Re: Connection reset by peer - need a patch
From: Ilpo Järvinen <hidden>
Date: 2009-02-28 10:03:14
On Fri, 27 Feb 2009, Pascal GREGIS wrote:
I have a very annoying bug that seems to be well known today. It happens on a backup server that issue a "Connection reset by peer" while the other side does not reset or stop the connection.
If I understand you correct you lost synchronization between hosts... If so I'd suggest you start tracking what's getting dropped/discarded and where (it might affect only a single direction). Any middlebox is outright a suspect :-). Tcpdump (on both host, and possibly on intermediate nodes ifaces if losses in between are found from the end host tcpdumps), mibs (/proc/net/netstat, for in-host discards) and strace are there to help you onward. Even if it's not lost syncronization you basically use the same tools.
I have found a report that seems very similar on this mailing list : http://kerneltrap.org/index.php?q=mailarchive/linux-netdev/2008/4/28/1628834 this sends to the commit 7951f0b03a63d657c72c7d54d306ef3357e7e604 Author: Daniel Lezcano <... Date: Thu Apr 10 20:53:10 2008 -0700 [NETNS][IPV6] tcp - assign the netns for timewait sockets and gives a simple patch that adds the line tw->tw_net = sk->sk_net; somewhere in the function inet_twsk_alloc (in the file net/ipv4/inet_timewait_sock.c).
I don't think you're on a right track with that lead...
Right, but the problem is that I use a kernel 2.6.21.1 and cannot upgrade my whole kernel easily. And in the kernel 2.6.21.1, network namespaces don't seem to exist, so I cannot apply this simple patch.

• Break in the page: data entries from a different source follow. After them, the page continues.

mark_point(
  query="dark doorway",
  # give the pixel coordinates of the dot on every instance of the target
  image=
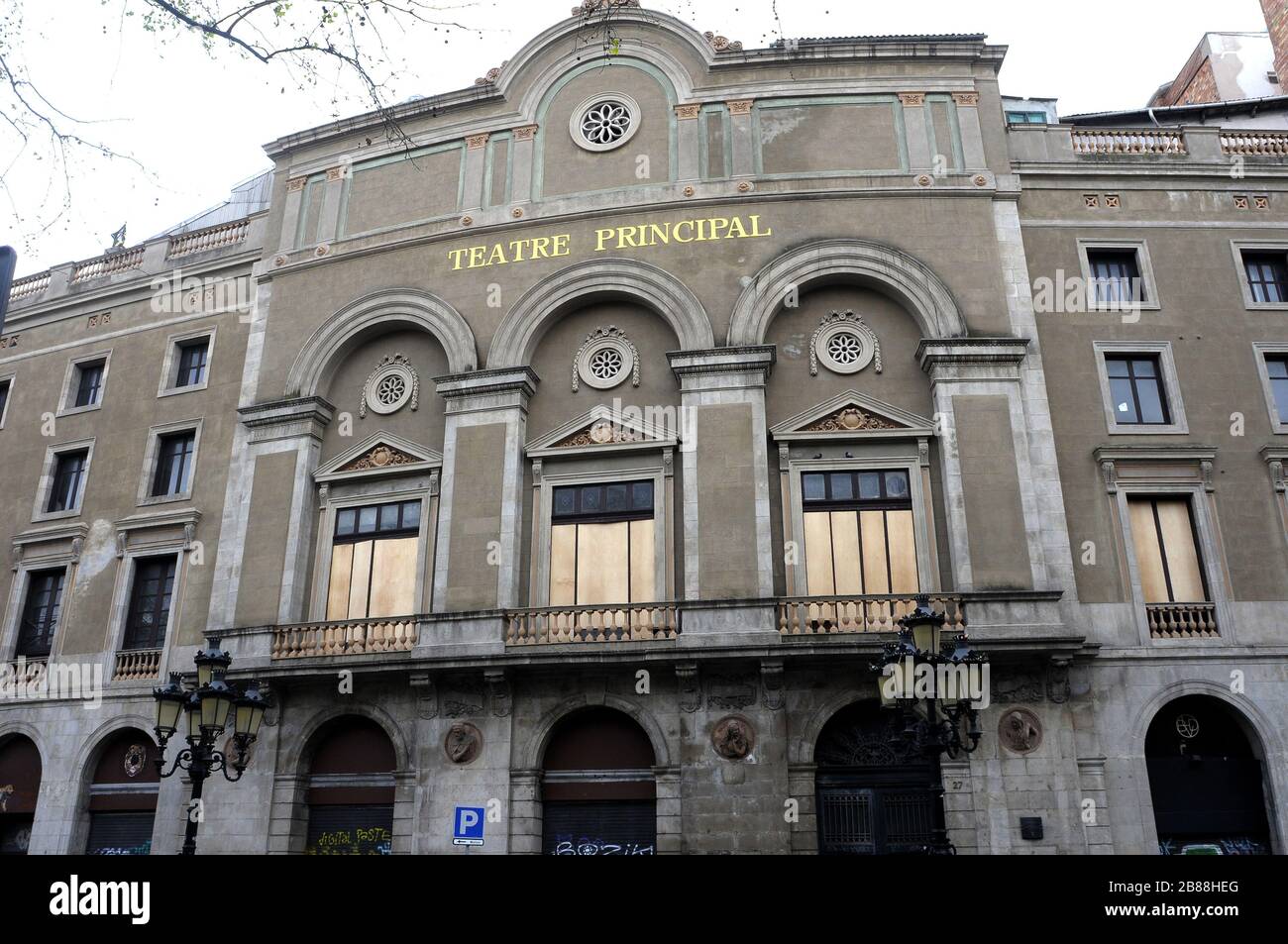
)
(874, 790)
(597, 793)
(1206, 781)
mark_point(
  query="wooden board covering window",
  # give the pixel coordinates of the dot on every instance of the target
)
(1166, 554)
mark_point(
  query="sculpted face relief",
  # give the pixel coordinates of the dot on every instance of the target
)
(609, 239)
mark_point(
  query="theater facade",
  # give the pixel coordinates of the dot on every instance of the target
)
(575, 456)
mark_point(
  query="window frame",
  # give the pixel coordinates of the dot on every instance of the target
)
(1170, 382)
(1261, 351)
(172, 360)
(71, 384)
(1237, 248)
(552, 474)
(1153, 300)
(153, 454)
(888, 456)
(11, 378)
(47, 480)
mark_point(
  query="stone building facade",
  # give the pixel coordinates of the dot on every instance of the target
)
(576, 462)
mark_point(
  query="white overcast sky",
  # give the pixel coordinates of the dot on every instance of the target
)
(198, 124)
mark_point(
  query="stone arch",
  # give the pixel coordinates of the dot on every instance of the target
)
(301, 747)
(384, 309)
(889, 269)
(535, 747)
(631, 279)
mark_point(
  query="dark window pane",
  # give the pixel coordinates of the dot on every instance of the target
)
(90, 384)
(387, 518)
(346, 522)
(411, 514)
(643, 496)
(68, 474)
(566, 501)
(192, 362)
(40, 613)
(618, 497)
(174, 464)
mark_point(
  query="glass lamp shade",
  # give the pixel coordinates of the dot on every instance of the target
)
(209, 661)
(217, 700)
(170, 700)
(249, 712)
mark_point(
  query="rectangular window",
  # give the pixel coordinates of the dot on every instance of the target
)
(1116, 277)
(68, 479)
(1276, 368)
(174, 464)
(601, 545)
(859, 535)
(89, 382)
(1136, 389)
(150, 603)
(192, 362)
(1267, 275)
(1167, 552)
(374, 562)
(40, 613)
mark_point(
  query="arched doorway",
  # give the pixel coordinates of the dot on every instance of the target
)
(20, 788)
(1206, 781)
(123, 796)
(351, 794)
(874, 790)
(597, 790)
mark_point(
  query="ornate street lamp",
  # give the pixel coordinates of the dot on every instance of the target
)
(209, 706)
(923, 668)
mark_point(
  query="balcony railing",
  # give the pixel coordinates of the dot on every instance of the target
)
(349, 638)
(814, 616)
(1254, 143)
(1095, 141)
(207, 239)
(1181, 620)
(610, 623)
(137, 665)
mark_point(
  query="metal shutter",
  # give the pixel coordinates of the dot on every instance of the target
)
(606, 827)
(120, 833)
(351, 829)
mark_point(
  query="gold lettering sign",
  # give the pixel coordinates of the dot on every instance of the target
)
(609, 239)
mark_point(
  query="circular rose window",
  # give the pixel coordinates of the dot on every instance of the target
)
(604, 123)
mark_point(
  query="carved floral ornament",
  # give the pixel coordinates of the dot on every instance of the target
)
(604, 360)
(391, 385)
(844, 344)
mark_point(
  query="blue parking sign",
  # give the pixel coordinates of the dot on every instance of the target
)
(468, 826)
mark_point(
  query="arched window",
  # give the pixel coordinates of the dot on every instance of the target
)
(352, 789)
(123, 796)
(20, 788)
(597, 789)
(1206, 781)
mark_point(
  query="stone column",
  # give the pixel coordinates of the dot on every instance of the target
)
(481, 509)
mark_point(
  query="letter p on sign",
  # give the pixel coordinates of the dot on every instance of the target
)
(468, 826)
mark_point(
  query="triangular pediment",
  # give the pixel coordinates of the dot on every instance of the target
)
(600, 428)
(853, 413)
(380, 454)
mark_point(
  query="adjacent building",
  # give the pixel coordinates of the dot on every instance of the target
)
(576, 460)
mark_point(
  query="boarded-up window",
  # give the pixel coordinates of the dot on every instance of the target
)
(1167, 552)
(374, 562)
(859, 533)
(601, 545)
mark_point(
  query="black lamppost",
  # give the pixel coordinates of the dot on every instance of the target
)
(207, 706)
(925, 666)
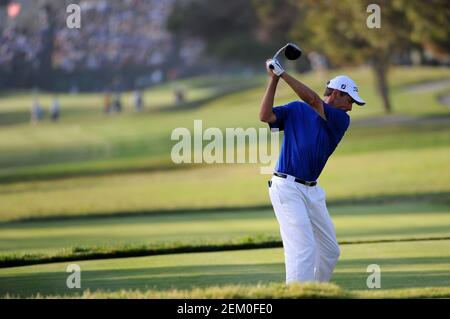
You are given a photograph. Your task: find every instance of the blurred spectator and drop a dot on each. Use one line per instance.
(37, 113)
(179, 95)
(138, 101)
(117, 103)
(107, 102)
(54, 110)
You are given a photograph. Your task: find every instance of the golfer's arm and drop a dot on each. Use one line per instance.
(305, 93)
(266, 114)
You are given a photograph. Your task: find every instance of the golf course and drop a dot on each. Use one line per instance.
(101, 191)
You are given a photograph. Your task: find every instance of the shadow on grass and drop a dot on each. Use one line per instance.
(188, 277)
(159, 278)
(437, 198)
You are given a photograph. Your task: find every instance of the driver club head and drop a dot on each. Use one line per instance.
(292, 52)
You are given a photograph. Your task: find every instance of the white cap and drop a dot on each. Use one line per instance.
(344, 84)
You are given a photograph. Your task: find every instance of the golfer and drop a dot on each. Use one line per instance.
(312, 130)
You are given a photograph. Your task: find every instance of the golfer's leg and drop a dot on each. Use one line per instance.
(327, 253)
(296, 232)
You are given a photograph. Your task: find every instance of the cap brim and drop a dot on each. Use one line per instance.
(357, 99)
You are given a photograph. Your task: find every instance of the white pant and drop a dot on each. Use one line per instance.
(309, 240)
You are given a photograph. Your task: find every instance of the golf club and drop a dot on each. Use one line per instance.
(291, 52)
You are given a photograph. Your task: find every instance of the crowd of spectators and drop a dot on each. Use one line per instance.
(116, 35)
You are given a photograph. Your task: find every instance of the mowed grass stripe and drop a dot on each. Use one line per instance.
(403, 265)
(52, 241)
(403, 172)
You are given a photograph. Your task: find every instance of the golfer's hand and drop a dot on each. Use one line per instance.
(274, 67)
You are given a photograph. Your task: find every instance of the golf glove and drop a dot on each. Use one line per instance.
(275, 66)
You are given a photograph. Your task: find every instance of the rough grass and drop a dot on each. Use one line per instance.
(30, 242)
(259, 291)
(418, 264)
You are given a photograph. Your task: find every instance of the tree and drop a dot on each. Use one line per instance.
(227, 27)
(340, 31)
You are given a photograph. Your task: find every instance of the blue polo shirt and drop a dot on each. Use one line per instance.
(309, 140)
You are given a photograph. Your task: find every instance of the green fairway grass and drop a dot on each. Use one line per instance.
(358, 175)
(353, 223)
(77, 144)
(403, 265)
(96, 186)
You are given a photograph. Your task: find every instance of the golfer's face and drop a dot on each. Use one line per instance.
(344, 101)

...as that bug was introduced along with network namespaces, so for sure you won't need that fix for anything that doesn't have them. <update>Ah, DaveM already told that</update>.
I am in a very uncomfortable situation because this bug is causing harmfull problems on all the backup servers of my company and as I said above, upgrading the kernel is not really possible at this time. > Does anyone know what I could do to solve this ?
Unfortunately it's a bit same for us as we don't act as a support for random, ancient kernels (if it's a distro kernel you can probably ask them but basically you'll need more information that what's available in this mail to actually solve the problem)... I gave you some directions how these problems are located in general regardless of kernel version. On the other hand, please don't hesitate to report/ask from us if you have a recent enough kernel and encounter some problems. -- i.